Он еще спросил, у какой скалы. Поскакал туда, бородач прямо с карниза в седло на заводного коня, карабин с Ораза сорвал — и обоих поминай как звали.

— Ладно, — сказал Кайманов. — Оразгельдыевым займемся сами, вам двоим пора выполнять свое задание. Пройдете вместе со старшим политруком мимо окошка Дурсун так, чтобы она вас увидела. Андрей Петрович покажет на окошко, вы оба, вроде бы незаметно, кивнете головой. Смотрите, делайте все, чтобы выглядело натурально. Можете просто оглянуться на окошко, больше ничего делать не нужно. Пока отдыхайте. В восемнадцать часов мы со старшим политруком вас вызовем...

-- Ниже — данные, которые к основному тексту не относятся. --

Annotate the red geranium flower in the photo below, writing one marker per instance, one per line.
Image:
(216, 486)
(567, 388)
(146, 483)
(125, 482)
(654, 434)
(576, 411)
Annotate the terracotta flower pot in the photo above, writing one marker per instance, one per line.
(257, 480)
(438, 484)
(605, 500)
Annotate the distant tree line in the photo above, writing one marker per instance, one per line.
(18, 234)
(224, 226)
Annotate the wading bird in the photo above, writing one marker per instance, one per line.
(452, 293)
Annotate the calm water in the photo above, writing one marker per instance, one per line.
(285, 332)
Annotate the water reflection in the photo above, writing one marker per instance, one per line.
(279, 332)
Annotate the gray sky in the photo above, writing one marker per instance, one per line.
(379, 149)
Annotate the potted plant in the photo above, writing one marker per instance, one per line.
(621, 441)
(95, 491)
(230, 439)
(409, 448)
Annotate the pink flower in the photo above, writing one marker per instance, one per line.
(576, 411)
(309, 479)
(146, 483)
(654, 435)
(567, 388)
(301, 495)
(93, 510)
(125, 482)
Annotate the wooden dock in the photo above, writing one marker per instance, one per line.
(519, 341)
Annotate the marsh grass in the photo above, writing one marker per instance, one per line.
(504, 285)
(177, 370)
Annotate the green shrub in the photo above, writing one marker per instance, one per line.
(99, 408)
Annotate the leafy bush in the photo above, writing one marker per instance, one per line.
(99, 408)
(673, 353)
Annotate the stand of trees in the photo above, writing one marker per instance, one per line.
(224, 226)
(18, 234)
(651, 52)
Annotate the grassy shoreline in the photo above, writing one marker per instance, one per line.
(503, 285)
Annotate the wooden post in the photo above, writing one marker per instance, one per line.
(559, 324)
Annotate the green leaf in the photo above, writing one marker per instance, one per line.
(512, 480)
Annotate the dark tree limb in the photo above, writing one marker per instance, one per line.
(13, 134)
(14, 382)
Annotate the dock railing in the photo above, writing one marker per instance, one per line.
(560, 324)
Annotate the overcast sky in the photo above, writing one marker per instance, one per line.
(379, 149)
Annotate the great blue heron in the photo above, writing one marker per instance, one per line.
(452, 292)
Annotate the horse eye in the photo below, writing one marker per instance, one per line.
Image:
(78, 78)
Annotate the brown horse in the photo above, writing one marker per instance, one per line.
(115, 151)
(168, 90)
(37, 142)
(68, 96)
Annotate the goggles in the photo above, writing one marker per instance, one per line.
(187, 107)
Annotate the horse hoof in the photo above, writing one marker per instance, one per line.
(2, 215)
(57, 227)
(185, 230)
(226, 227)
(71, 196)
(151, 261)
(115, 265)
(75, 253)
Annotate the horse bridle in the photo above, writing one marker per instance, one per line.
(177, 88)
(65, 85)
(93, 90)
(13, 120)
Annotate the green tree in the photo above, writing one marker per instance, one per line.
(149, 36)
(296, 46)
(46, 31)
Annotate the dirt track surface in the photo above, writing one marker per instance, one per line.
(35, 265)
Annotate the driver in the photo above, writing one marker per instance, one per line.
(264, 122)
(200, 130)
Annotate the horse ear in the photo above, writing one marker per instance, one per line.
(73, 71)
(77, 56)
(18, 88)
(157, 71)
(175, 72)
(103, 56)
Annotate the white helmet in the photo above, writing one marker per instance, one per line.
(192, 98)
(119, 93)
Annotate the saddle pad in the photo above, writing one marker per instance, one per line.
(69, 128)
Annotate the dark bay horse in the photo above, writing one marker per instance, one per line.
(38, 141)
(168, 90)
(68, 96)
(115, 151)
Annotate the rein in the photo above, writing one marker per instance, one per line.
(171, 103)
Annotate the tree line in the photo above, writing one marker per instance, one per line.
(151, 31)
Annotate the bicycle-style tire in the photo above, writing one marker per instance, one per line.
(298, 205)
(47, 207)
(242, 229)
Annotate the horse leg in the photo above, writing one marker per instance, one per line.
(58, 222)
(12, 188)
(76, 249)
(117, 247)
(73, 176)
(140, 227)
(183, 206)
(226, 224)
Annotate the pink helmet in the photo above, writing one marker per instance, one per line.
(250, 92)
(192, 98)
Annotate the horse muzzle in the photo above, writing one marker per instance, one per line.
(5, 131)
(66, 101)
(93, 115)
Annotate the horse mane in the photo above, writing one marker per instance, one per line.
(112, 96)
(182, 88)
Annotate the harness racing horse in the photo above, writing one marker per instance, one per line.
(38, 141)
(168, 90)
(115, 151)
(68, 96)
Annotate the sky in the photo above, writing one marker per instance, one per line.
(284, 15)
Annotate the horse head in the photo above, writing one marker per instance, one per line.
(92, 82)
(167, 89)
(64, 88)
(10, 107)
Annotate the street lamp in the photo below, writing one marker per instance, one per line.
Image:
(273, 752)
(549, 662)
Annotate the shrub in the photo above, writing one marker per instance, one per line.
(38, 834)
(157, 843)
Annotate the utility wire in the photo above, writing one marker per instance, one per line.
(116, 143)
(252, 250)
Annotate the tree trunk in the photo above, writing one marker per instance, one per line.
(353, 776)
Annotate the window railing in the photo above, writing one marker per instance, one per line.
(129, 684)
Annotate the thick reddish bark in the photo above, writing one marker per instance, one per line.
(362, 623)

Когда Ичан и Аймамед вышли, Кайманов положил руку на плечо Самохину, негромко сказал:

— Я тебе, Андрей Петрович, полностью верю, знаю, что в этой истории твоей вины нет. Но кое-кто землю роет, чтобы, лягнув тебя, повыше взлететь. Давай-ка звони полковнику Артамонову. Он в курсе всех наших дел, но лучше, если ты сам с ним поговоришь.